Similar to the real world of student exams, testing AI algorithms and machine learning models before they’re deployed is key to ensuring that they’re capable of carrying out the tasks they are set.
A human student may perform extremely well in an exam situation if they’re asked the exact questions they studied beforehand, but that could be because they have a great memory rather than a complete understanding of the subject at hand. To test wider comprehension, students need to be given questions that allow them to apply what they have learned.
Machine learning operates on the same premise — there’s a modeling error known as “overfitting,” where a specific function is too closely aligned to training data, which can throw up false positives. “Computers have really good memory,” Kozyrkov noted. “So the way you actually test them is that you give them real stuff that’s new, that they couldn’t have memorized, that’s relevant to your problem. And if it works then, then it works.”
Kozyrkov drew parallels between four principles of safe and effective AI and four basic tenets of teaching human students, saying that you need:
- Wise teaching goals — think about what you want to teach your students.
- Relevant and diverse perspectives.
- Well-crafted tests.
- Safety nets.
The latter principle is particularly important, because it can be easy to overlook the “What if things go wrong?” scenario. Even the most well-crafted, well-intentioned AI system can fail or make mistakes — in fact, the better the system is, the more dangerous it can be in some ways, just like human students.

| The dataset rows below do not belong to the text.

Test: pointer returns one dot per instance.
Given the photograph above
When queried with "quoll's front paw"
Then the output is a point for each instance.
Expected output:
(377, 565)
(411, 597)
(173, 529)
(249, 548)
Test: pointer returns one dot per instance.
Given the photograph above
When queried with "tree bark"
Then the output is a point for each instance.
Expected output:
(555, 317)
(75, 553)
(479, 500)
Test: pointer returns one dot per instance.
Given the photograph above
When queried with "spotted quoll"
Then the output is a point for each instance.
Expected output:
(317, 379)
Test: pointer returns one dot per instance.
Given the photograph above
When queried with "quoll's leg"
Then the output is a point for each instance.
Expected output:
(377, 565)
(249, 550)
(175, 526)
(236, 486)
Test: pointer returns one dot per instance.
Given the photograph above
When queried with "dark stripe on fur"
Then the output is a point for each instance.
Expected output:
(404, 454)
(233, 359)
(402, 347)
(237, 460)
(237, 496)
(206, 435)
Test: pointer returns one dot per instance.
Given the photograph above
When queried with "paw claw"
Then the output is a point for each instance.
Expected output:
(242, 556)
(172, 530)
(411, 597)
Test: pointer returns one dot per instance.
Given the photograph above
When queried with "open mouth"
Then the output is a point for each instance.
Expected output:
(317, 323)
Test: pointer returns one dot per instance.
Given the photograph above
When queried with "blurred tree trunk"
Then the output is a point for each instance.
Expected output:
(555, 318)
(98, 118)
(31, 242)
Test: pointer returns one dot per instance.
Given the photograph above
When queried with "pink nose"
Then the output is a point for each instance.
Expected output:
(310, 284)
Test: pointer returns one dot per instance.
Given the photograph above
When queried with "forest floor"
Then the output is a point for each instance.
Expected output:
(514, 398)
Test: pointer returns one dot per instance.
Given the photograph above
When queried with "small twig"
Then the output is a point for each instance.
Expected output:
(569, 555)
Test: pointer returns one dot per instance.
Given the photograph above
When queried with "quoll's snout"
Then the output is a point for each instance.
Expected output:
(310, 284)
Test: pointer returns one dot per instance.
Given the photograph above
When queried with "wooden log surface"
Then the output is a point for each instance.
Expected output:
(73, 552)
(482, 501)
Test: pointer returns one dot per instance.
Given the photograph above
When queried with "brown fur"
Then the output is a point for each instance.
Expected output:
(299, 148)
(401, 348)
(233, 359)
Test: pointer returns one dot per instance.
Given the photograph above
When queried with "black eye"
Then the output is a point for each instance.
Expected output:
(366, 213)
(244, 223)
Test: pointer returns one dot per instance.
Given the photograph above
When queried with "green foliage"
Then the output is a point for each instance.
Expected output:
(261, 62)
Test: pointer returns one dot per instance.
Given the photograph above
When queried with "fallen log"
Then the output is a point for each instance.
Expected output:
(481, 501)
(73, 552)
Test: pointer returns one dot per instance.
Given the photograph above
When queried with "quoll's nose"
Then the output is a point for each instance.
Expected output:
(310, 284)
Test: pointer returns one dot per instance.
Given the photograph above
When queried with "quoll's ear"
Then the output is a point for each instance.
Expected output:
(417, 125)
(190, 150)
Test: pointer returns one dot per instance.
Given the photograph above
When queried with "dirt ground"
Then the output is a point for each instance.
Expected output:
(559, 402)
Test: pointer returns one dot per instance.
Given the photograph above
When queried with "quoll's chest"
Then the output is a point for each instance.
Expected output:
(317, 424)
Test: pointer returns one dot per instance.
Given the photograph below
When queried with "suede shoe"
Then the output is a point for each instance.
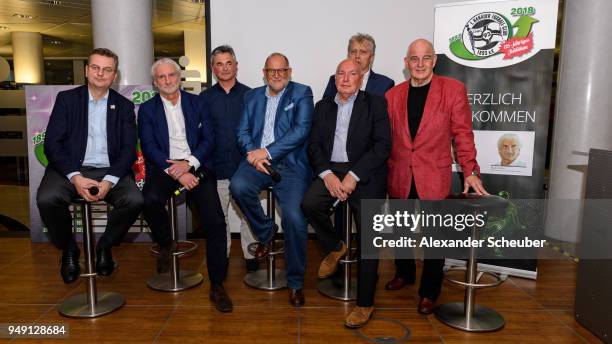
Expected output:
(329, 265)
(70, 268)
(426, 306)
(219, 297)
(358, 317)
(105, 265)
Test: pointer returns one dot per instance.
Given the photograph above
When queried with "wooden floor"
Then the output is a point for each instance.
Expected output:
(31, 288)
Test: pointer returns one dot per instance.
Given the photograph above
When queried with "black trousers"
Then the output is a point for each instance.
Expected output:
(55, 193)
(432, 274)
(315, 206)
(158, 188)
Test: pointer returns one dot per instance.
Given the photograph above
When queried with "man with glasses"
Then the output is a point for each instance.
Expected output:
(176, 138)
(90, 142)
(225, 101)
(428, 113)
(273, 131)
(362, 48)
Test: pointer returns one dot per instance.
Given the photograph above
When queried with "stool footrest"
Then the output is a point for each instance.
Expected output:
(484, 319)
(498, 279)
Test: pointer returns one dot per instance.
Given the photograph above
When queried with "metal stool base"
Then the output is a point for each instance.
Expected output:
(484, 319)
(163, 282)
(77, 306)
(259, 280)
(329, 289)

“Even if your student is really good, they could still make mistakes,” Kozyrkov said. “In fact, in some ways, a ‘C’ student is less dangerous than an A+ student, because with the ‘C’ student you’re used to them making mistakes, and so you already have a safety net in place. But [with] the A+ student, if you’ve never seen them make a mistake before, you might think they never make them. It just might take you a little longer, and then it’s a catastrophic failure.”

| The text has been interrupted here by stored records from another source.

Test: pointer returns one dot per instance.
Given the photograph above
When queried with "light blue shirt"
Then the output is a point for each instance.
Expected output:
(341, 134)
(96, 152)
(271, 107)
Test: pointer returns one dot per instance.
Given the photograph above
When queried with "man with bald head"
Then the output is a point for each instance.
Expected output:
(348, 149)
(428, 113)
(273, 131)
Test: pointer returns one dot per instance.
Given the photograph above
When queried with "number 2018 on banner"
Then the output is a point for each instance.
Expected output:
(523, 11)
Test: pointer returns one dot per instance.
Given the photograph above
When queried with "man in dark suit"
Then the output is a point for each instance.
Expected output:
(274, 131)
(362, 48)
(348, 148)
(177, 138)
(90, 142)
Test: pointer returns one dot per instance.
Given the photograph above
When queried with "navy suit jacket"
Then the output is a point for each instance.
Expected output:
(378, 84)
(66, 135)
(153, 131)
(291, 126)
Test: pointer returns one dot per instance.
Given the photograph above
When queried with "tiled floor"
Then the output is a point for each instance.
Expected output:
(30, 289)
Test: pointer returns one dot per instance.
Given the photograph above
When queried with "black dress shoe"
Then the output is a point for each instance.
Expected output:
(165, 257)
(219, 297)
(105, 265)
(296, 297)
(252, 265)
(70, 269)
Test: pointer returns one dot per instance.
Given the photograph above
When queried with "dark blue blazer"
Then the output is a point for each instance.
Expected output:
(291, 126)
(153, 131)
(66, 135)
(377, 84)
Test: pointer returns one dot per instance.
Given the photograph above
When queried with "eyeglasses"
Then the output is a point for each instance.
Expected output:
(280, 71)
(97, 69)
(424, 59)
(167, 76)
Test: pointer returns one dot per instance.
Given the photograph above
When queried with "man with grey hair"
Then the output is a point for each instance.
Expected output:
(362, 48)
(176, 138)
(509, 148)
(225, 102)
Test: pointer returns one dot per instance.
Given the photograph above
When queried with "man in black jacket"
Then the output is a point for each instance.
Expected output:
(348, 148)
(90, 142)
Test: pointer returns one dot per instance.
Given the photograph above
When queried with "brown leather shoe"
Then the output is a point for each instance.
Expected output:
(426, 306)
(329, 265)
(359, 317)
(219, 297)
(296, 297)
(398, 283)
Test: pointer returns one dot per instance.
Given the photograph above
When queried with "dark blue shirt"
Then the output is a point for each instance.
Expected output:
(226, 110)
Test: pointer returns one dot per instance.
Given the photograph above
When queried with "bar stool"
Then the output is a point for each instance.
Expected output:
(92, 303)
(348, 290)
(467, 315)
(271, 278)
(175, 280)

This “safety net” can take multiple forms, but it often involves building a separate system and not “over-trusting your ‘A+’ student,” as Kozyrkov put it. In one example, a homeowner configured his smart camera and lock system to activate if it spotted an unfamiliar face — but somewhat humorously, it falsely identified the homeowner as the Batman image on his T-shirt and refused him entry. The “safety net” in this instance was the PIN on the lock, and the homeowner could also have used a function in his mobile app to override the AI.

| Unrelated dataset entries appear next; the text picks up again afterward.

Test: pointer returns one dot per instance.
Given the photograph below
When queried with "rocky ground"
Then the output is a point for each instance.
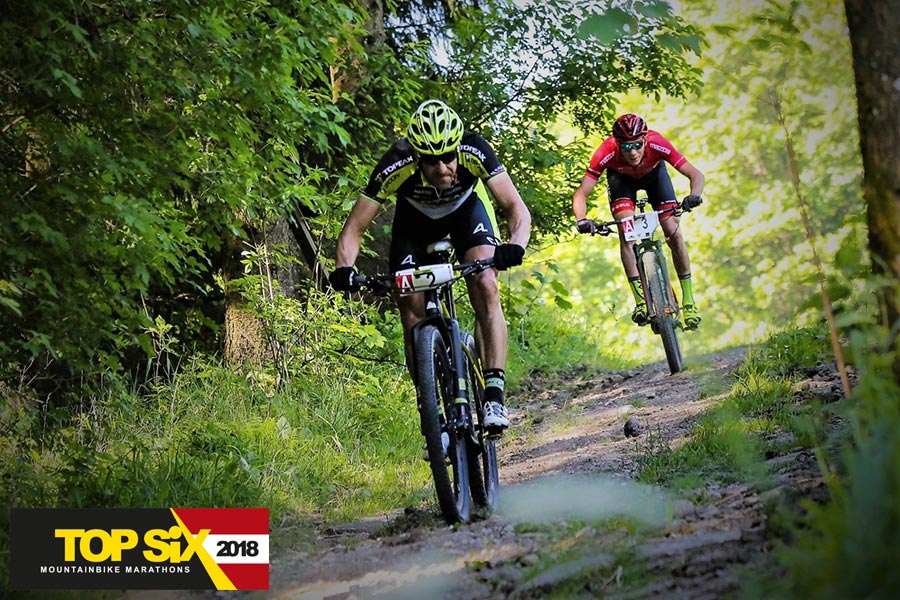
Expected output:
(567, 461)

All of this leads back to a point that may be obvious to many but perhaps bears repeating: AI is a reflection of its creators. Therefore, we need to focus on implementing systems and checks to ensure those building the machines (the “teachers”) are responsible and accountable.
There is a growing consensus around the importance of “machine teaching,” with the likes of Microsoft recently stating that the next frontier in AI will entail using human professionals’ expertise to train machine learning systems — regardless of the experts’ knowledge of AI or ability to code.
“It’s time for us to focus on machine teaching, not just machine learning,” Kozyrkov noted. “Don’t let the science fiction rhetoric distract you from your human responsibility and paying attention to the humans who are part of this all the way through from the beginning. From the objective set by leaders, those data sets authored by engineers [and] checked out by analysts and decision-makers, those tests that are done by statisticians, and those safety nets built by reliability engineers — all of that has a lot of the human component in it.”